Recipient Organization
DONALD DANFORTH PLANT SCIENCE CENTER
975 NORTH WARSON ROAD
ST. LOUIS,MO 63132
Performing Department
(N/A)
Non Technical Summary
(N/A)
Animal Health Component
10%
Research Effort Categories
Basic
80%
Applied
10%
Developmental
10%
Goals / Objectives
This project aims to develop novel technologies and methodologies to redesign the bioenergy feedstock Sorghum bicolor to enhance water use efficiency and photosynthetic efficiencies. The specific objectives are: Obj. 1: Engineering photosynthesis for improved performance under water stress.
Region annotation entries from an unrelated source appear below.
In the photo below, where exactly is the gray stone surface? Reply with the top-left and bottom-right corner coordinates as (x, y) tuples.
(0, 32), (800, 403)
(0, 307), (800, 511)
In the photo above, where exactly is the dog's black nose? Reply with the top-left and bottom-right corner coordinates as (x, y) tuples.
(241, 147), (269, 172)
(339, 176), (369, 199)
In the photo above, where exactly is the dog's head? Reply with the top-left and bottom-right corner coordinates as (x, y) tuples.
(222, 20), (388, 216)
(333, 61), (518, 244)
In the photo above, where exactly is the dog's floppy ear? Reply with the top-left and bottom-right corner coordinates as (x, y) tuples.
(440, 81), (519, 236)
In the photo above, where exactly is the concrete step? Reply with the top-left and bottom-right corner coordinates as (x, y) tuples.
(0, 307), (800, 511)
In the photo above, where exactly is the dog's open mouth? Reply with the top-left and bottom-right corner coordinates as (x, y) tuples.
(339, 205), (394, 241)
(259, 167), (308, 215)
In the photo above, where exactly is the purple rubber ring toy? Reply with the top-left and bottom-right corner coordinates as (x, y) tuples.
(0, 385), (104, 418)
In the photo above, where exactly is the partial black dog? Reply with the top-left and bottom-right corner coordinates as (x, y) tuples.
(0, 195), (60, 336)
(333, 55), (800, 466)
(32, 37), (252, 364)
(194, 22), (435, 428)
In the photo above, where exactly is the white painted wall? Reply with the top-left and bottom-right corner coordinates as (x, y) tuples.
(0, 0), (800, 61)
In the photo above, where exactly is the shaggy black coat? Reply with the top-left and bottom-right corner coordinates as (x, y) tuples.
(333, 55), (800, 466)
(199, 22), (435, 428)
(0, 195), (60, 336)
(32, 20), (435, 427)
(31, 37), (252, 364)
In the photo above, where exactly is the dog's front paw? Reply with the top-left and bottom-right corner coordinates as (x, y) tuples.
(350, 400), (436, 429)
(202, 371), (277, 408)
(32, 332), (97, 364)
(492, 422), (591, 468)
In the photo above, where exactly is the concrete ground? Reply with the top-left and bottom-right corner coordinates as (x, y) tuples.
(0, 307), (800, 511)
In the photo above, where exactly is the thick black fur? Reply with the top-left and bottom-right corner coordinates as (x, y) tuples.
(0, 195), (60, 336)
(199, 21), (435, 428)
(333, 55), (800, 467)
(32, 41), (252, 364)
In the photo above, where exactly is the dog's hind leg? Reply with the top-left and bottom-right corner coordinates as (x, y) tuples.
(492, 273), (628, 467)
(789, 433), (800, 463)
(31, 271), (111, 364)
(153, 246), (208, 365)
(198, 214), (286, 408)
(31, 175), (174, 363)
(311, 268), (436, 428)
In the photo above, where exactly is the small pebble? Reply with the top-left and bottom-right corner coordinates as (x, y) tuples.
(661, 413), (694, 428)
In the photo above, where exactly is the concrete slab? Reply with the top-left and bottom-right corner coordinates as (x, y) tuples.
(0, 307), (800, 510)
Obj. 2: Optimize water relations to enhance drought tolerance and water use efficiency. Obj. 3: Develop a comparative genome-wide association pipeline for sorghum and a model system in Setaria. Obj. 4: Use metabolic network modeling to guide biomass engineering. Obj. 5: Manipulate plant gene expression through precision engineering. Obj. 6: Develop methods to improve transformation efficiencies in sorghum and establish and establish a regulatory framework for deployment of engineered organisms.
Project Methods
The objective of this aim is to identify novel loci underlying drought responsive traits and the interactions between the loci. We will study drought responses in diversity panels in field and controlled conditions using our newly developed phenotyping approaches and link the results to the modeling efforts by other collaborators. This will involve creating a computational infrastructure that will enable rapid comparison of results between the two species, identify functional allelic variation and leverage all available information to predict function. We will conduct screens of the Setaria and Sorghum biomass association panels for phenotypic, photosynthetic and water use variation.Phenotyping experiments will provide the platform for the main biochemical profiling. Using untargeted metabolomics, elemental and isotope profiling of both biomass association panels, we will identify loci underlying biochemical pathways that respond to water limitation and produce data for the biochemical models produced by other collaborators.